Afirmando que la reunión, que tuvo lugar en la sala de reuniones dedicada de Lavrov en el hotel donde se estaba llevando a cabo la Conferencia de Seguridad, fue un “encuentro” informal para los que el Departamento de Estado generalmente no proporciona una “lectura” o resumen de prensa, el portavoz de Pompeo se negó a proporcionar más detalles además de negar que habían pedido al Kremlin que no filtrara noticias de la reunión.

Político cita a un periodista ruso que, a diferencia del cuerpo de prensa estadounidense que cubría el viaje de Pompeo, sí había sido notificado de la reunión con anticipación y rogó que difiriera acerca de las restricciones que se les habían pedido.

“Un periodista ruso que viajaba con Lavrov dijo que la parte estadounidense había solicitado que no se realizara una conferencia de prensa o declaraciones conjuntas y que ni siquiera se invitara a los fotógrafos a tomar una foto de los dos principales diplomáticos dándose la mano”.
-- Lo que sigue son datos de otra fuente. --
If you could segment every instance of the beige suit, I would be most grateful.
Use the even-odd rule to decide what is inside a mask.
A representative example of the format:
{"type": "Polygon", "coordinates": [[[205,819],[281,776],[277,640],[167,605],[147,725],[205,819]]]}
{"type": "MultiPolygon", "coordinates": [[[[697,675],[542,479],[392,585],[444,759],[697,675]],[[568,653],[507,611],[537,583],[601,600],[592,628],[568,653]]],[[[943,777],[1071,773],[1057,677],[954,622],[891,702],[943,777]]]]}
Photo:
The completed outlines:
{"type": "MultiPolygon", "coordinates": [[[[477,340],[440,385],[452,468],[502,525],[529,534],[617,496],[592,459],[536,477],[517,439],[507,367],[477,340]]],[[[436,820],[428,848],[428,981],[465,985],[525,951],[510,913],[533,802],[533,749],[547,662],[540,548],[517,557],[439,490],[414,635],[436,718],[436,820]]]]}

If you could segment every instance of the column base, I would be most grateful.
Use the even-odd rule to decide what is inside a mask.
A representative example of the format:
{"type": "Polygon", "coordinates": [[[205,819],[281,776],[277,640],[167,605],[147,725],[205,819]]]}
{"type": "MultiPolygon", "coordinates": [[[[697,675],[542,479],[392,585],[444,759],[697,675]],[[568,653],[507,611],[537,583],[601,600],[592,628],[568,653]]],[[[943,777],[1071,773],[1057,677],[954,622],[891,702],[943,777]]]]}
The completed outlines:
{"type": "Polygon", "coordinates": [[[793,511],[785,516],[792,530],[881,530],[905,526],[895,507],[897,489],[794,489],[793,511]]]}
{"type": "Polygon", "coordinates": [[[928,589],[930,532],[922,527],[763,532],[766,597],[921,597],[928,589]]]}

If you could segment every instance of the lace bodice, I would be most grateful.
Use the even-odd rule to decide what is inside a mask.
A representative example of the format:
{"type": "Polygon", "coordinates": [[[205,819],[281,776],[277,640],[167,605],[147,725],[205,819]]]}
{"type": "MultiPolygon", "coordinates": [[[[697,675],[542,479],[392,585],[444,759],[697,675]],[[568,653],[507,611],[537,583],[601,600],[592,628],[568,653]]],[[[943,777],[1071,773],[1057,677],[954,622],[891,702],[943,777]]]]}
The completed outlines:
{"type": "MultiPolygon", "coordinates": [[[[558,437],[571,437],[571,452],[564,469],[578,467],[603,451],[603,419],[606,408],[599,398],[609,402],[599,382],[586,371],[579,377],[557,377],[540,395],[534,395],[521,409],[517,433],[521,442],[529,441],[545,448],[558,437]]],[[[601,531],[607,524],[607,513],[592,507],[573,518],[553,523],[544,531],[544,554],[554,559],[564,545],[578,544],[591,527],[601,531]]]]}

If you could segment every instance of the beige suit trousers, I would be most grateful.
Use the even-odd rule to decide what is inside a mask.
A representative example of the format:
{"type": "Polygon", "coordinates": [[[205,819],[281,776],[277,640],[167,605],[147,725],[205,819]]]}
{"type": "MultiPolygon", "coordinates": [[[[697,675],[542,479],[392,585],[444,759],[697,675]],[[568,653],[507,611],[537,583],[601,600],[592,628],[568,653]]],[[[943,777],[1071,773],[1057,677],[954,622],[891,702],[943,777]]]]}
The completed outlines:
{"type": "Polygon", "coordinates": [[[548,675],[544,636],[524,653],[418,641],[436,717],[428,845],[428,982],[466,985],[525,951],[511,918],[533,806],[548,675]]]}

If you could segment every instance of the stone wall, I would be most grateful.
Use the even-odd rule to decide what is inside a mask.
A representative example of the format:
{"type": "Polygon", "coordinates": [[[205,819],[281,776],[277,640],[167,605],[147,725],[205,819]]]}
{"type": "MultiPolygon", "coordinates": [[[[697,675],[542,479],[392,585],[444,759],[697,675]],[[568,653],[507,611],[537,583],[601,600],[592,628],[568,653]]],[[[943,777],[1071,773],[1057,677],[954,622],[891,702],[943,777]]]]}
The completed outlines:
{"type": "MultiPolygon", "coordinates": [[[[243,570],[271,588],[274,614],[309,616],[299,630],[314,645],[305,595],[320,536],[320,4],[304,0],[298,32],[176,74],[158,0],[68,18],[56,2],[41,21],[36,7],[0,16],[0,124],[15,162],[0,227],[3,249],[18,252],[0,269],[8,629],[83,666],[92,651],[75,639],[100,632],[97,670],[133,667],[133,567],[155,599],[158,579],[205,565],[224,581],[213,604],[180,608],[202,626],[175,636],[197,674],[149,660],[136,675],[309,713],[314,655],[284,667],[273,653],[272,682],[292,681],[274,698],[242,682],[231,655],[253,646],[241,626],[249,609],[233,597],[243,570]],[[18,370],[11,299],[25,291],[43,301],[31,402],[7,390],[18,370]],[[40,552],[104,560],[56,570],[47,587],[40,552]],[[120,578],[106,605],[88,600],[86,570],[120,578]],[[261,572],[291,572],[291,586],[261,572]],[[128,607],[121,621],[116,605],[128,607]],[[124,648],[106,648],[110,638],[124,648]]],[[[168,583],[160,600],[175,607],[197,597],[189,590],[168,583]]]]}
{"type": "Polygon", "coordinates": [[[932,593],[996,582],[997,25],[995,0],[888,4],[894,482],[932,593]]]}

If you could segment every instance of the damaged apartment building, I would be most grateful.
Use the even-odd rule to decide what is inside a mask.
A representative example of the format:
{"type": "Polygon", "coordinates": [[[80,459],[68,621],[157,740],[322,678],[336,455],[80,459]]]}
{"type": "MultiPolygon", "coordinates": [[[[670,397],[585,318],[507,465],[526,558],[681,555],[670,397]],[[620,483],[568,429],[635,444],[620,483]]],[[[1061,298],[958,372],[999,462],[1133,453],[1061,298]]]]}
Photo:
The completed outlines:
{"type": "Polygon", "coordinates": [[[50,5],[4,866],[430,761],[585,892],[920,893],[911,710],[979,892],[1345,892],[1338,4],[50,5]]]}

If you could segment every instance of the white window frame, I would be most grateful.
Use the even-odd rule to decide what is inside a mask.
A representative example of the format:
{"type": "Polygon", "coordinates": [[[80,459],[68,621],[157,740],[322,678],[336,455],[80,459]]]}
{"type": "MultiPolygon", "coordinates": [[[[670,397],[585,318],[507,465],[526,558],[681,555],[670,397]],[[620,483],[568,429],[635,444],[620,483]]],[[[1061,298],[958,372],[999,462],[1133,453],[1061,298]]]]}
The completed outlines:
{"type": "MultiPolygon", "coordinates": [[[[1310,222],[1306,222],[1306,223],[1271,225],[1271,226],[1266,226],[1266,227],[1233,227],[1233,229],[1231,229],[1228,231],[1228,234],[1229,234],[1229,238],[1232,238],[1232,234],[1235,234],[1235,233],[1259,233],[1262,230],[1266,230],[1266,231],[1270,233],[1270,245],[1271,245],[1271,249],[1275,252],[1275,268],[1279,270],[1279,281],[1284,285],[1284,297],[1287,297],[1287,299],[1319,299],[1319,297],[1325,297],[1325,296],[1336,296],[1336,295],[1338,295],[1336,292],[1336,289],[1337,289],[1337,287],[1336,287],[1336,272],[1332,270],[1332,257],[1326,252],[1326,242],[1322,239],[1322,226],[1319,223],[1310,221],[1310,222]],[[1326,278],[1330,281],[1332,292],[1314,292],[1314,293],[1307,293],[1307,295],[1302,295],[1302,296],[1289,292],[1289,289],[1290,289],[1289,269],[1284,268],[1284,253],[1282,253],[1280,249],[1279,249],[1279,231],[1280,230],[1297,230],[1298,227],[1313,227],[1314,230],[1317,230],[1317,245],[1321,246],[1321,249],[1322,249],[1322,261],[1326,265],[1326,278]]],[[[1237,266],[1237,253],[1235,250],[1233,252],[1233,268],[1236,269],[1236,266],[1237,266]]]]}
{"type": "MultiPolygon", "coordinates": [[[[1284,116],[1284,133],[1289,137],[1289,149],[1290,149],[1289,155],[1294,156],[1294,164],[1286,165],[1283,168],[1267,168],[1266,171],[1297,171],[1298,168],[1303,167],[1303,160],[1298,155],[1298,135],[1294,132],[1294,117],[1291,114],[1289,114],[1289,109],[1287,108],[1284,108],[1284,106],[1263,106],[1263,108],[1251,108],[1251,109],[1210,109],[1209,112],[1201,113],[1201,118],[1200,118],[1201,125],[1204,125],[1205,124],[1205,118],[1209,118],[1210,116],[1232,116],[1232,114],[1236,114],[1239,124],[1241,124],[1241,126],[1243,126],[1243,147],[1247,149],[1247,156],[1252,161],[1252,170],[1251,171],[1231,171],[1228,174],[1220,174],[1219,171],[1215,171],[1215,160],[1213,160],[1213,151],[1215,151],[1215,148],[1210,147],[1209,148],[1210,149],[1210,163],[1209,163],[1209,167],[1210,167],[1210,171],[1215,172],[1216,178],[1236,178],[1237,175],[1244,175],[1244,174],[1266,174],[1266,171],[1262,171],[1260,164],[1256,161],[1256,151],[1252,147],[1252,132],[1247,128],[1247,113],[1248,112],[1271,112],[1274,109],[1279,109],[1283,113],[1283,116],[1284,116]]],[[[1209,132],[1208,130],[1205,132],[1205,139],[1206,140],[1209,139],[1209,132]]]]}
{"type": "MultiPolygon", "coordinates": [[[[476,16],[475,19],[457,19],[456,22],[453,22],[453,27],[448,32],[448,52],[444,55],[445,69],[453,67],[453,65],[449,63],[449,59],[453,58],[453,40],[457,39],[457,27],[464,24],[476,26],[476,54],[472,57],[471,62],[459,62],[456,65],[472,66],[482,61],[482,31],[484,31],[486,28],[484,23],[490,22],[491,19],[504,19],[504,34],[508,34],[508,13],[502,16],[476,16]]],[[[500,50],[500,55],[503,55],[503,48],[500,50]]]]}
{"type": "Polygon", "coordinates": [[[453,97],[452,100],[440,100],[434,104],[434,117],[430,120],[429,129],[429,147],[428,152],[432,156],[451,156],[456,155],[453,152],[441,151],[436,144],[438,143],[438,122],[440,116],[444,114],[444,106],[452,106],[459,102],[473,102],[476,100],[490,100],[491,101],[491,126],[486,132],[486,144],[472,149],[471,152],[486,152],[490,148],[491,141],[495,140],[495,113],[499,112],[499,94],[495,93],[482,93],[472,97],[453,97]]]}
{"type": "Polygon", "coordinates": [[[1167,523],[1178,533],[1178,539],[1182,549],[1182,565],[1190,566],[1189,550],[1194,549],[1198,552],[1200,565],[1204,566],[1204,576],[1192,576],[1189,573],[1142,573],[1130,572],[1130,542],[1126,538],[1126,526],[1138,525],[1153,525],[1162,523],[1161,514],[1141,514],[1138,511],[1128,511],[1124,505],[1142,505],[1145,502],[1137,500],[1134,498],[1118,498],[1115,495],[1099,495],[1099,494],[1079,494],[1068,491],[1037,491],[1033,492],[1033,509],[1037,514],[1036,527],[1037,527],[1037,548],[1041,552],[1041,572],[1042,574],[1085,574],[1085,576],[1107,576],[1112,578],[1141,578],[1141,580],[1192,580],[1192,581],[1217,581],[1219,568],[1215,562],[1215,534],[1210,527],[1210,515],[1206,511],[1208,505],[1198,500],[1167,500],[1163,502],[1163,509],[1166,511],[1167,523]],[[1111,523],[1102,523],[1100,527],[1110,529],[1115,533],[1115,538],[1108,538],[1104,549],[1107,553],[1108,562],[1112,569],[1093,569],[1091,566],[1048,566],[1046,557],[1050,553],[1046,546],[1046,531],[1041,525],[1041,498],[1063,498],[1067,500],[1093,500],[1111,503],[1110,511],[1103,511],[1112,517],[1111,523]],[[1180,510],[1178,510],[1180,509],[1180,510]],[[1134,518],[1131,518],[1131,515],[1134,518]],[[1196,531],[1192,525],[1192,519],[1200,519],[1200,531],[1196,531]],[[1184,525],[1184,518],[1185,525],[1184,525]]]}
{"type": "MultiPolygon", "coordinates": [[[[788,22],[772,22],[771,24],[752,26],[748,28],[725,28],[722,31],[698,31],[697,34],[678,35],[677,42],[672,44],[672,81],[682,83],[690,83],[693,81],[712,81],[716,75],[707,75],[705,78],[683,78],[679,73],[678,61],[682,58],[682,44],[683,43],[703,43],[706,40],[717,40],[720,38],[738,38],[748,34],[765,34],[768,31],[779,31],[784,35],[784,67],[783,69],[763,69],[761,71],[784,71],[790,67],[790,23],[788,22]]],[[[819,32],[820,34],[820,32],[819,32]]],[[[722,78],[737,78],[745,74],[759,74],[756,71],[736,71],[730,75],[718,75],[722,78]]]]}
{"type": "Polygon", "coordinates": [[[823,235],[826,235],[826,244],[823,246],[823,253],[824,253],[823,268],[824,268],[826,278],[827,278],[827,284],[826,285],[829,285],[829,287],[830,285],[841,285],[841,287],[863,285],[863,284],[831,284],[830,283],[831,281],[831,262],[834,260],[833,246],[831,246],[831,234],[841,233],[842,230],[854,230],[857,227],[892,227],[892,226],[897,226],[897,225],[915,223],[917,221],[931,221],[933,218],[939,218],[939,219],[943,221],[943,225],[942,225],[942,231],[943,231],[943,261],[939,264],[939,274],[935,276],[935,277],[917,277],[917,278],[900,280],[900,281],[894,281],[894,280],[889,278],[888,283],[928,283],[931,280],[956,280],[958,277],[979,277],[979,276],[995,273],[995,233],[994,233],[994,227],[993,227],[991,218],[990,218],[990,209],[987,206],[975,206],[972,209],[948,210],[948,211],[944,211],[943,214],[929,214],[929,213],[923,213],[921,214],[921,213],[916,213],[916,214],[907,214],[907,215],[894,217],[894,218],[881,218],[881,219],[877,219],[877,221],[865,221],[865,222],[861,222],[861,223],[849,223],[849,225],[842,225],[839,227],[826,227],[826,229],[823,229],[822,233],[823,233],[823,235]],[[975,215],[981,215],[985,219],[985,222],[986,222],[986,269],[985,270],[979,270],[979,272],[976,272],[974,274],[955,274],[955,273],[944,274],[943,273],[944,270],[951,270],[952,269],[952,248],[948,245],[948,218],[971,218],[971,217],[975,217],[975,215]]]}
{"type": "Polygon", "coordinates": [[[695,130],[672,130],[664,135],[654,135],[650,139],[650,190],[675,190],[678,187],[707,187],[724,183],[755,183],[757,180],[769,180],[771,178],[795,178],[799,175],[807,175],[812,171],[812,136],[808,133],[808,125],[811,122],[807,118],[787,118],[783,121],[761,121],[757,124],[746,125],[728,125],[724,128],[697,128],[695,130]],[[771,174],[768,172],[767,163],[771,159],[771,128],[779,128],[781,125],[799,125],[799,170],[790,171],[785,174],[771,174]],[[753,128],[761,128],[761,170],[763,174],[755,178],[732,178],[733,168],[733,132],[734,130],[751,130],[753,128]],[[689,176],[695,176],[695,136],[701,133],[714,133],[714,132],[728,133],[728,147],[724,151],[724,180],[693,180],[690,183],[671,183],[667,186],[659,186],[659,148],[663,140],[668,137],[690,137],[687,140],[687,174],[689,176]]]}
Mientras que el Secretario Pompeo ha sido notablemente hostil a las libertades de prensa de la Primera Enmienda que lo cubren recientemente, prohibiendo a un periodista de NPR cubrir su reciente viaje a Ucrania después de una explosión enojada muy publicitada por otra periodista de NPR,  el secreto en torno a la reunión con el canciller ruso, combinado con las reuniones indocumentadas sin precedentes de Trump con el presidente ruso Vladimir Putin durante su tiempo en el cargo y las legendarias reuniones de la Torre Trump antes de las elecciones con agentes del Kremlin, no inspira mucha confianza en que las discusiones en estas reuniones estén libres de algunos propósitos nefastos ocultos.

El encubrimiento activo de los contactos de la administración de Trump con el gobierno ruso, y su negativa a proporcionar al Congreso y a los fiscales que investigan sus finanzas con copias de sus declaraciones de impuestos, sugieren que el Congreso debería reabrir las investigaciones sobre la relación de Trump con Rusia, revisar cuán estrechamente sus finanzas están vinculados a los oligarcas rusos, y si él está poniendo sus propios intereses financieros por encima de los intereses de la política exterior de los Estados Unidos.

Trump sobrevivió a un intento de destitución debido a la complicidad del Senado controlado por los republicanos. Es hora de averiguar si puede sobrevivir a un segundo intento.